Sipping her coffee, Alex strolled to the edge of the flagstones. The per
fectly mowed lawn was covered by a blanket of morning dew, a silver shadow coating the world that would soon yield to the golden breath of morning. A spider had woven its delicate web in a colorful flowerbed and in the first rays of the morning sun, dewdrops sparkled along its gossamer threads like a string of transparent pearls; a snapshot of natural beauty, on the verge of fading. Alex stared at the unspoiled perfection and for some unknown reason, it made her heart ache. Her life might be chaos, but here, at this moment, in this place, peace still reigned, calm and unimpressed by the craziness of the world out there. A world in which children were abducted because their parents had ambitions and people were murdered for no other reason than that they had been born with the wrong skin. This display of passing beauty was a painful reminder of the brittle quality of her own life that, only a day ago, had hung by a thread just as silken and delicate as this one.
It finally sunk in. Against all odds, she was still alive.
The question was, for how long?
The full weight of her semi-voluntary commitment settled on Alex’s shoulders and she swayed, stumped by the immensity of her foolishness. Attending some royal trueborn ball? And not just any ball. The Summerball. At the Royal Palace. She must be out of her fucking mind! What could go wrong with a slum-born shaper waltzing through a place filled with the elite of the realm and their itchy-fingered-trigger-happy bodyguards?

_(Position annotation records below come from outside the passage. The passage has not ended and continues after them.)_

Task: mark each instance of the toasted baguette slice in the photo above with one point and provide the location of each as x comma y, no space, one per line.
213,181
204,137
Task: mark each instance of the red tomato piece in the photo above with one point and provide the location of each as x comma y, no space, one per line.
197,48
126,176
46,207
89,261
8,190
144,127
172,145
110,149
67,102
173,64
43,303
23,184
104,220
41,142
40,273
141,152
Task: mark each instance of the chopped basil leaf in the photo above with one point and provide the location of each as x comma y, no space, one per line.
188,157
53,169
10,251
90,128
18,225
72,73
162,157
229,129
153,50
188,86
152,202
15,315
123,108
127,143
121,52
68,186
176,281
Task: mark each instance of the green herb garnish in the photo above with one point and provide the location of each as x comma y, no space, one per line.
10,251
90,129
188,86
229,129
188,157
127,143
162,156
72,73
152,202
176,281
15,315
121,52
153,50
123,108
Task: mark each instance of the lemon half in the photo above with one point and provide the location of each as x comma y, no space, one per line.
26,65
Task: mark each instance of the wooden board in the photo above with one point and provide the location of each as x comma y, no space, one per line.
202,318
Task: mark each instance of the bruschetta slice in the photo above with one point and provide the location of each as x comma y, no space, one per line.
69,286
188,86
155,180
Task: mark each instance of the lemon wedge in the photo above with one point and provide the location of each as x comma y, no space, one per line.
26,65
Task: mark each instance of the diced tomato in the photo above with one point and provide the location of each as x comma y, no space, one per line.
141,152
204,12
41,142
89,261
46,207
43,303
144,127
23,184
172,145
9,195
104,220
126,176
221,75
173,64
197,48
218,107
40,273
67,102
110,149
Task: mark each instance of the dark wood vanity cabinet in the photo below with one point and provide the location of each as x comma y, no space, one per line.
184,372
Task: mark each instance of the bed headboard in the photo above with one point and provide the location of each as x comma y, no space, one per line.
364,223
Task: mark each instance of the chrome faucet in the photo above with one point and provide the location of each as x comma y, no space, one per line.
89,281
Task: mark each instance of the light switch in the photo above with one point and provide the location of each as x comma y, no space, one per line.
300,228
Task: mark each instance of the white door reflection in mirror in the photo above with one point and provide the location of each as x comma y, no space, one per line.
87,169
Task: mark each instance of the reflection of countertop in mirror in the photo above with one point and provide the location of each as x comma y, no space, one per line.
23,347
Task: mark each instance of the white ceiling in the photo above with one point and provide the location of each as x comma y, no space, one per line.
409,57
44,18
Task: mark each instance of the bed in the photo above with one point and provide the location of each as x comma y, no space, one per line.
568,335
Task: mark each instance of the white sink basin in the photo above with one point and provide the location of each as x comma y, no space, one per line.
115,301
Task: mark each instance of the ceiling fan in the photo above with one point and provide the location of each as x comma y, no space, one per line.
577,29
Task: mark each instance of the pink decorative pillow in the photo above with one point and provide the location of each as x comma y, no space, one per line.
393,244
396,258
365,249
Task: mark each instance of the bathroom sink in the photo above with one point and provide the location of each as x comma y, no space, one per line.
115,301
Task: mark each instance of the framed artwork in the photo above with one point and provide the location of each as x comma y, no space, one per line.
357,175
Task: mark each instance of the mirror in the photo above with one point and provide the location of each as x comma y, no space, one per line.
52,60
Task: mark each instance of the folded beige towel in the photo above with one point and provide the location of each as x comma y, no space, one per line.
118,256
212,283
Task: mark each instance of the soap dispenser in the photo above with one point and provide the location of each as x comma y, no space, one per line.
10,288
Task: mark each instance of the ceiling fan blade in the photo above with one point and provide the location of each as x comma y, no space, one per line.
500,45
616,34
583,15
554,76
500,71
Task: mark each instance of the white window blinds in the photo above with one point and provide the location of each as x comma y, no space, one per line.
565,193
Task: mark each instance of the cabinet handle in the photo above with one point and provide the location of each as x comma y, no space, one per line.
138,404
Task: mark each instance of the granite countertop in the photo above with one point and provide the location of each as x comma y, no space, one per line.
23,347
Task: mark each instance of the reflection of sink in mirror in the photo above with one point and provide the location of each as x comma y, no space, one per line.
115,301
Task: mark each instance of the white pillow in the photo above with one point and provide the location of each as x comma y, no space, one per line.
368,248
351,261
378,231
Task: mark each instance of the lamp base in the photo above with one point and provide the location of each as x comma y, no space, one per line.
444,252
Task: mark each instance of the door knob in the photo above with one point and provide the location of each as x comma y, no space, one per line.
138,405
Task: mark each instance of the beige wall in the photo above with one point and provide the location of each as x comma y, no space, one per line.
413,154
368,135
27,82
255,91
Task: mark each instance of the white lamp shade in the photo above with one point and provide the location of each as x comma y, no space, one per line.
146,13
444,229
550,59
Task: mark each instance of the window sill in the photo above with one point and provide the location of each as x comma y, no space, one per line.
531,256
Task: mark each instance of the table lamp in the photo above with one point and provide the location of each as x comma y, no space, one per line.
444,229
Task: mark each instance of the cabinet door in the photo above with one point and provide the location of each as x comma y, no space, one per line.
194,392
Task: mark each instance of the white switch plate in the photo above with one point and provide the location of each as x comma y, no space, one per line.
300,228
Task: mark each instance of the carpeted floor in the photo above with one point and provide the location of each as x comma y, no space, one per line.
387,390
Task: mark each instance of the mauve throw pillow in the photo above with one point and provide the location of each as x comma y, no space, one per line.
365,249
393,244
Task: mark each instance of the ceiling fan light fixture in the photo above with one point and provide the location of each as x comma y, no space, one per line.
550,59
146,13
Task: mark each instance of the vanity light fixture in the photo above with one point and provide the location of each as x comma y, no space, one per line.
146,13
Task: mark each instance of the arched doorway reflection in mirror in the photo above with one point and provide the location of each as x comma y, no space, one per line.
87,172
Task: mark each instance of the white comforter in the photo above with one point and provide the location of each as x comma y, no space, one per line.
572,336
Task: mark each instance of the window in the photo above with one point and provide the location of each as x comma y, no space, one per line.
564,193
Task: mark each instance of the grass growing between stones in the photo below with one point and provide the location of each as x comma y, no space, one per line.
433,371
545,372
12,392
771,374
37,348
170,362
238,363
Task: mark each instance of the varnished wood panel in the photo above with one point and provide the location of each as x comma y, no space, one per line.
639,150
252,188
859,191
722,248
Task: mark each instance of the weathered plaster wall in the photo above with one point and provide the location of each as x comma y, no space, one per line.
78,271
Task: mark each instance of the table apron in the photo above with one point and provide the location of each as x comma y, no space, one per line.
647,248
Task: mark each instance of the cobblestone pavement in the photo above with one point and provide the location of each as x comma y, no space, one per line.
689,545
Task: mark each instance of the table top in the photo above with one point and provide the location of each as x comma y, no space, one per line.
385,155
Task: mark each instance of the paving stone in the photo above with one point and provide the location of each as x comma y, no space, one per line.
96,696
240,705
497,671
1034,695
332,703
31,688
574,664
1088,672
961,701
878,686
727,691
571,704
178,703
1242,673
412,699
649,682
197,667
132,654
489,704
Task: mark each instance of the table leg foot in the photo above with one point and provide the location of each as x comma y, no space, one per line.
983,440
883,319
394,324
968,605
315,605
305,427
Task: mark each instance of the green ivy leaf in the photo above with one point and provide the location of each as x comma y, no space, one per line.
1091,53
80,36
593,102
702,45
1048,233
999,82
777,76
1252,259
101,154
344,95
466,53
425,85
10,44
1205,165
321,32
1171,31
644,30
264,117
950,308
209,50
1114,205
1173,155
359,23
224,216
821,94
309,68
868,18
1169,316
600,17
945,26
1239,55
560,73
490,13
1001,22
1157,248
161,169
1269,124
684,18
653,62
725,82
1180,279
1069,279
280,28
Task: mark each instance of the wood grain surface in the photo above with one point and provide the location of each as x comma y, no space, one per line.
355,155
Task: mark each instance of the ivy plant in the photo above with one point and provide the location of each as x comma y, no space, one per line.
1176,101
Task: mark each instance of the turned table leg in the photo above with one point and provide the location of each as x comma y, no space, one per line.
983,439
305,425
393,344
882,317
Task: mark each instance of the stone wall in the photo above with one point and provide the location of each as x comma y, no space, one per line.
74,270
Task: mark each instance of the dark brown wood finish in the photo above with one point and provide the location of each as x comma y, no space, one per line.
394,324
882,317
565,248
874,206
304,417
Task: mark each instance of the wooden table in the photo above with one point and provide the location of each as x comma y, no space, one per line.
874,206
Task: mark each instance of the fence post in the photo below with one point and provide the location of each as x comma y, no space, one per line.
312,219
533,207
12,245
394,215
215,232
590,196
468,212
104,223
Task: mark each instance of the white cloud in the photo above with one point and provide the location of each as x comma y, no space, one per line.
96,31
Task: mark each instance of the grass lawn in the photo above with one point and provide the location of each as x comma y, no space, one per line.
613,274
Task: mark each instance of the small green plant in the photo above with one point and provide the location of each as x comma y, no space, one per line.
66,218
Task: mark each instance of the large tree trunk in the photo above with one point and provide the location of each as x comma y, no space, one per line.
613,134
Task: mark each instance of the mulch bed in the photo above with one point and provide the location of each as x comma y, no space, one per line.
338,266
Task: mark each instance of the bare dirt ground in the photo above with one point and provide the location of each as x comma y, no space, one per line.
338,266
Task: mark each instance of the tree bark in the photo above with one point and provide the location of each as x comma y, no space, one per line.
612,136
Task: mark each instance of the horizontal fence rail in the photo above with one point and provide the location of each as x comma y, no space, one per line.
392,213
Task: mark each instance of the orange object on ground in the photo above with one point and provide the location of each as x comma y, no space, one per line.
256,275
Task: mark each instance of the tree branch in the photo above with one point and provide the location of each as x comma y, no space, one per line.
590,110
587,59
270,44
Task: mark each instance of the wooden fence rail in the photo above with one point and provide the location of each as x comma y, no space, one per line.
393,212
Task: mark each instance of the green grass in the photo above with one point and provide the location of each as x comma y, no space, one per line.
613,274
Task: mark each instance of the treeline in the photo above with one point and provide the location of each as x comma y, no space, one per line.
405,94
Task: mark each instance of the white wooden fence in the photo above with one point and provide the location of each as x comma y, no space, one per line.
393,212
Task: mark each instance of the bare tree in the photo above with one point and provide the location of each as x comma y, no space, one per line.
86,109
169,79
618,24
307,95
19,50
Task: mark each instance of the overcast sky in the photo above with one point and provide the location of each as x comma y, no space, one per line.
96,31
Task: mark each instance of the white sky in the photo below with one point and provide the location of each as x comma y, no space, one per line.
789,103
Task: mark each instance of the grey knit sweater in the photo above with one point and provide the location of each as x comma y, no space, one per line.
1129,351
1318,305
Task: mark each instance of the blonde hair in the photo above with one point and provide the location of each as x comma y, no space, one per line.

Well, you suggested this ludicrous scheme, sugar.
Yes, right, she had suggested crashing the party, but she’d pictured her own involvement quite differently. Not to go … not to actually pretend …
You can still run, sugar.
Yeah, into the arms of the next guardaí patrol, perhaps. Outside of these walls, she’d relinquish the last bit of safety she had. After all, she was still wanted for murder. And even if Stephane declared her dead in an upcoming press conference—obliterated by Darken’s outburst outside the Pacified Zone as they had agreed would be the best line of action for their plan to work—where exactly would she go? She couldn’t go back to her old life in the Bin or anywhere near it. Some other halfborn slum somewhere in the Southern Provinces, then. But no matter where she went, she’d have to stay out of trouble. Which was never going to happen. Not with her track record. And yet she’d have to. Because if she ever came to the attention of the law again, this whole thing would whip back at her like a boomerang studded with lethal spikes. It would always hover above her neck, like the Jester’s scythe-shaped fool’s scepter, waiting for a moment of carelessness to strike.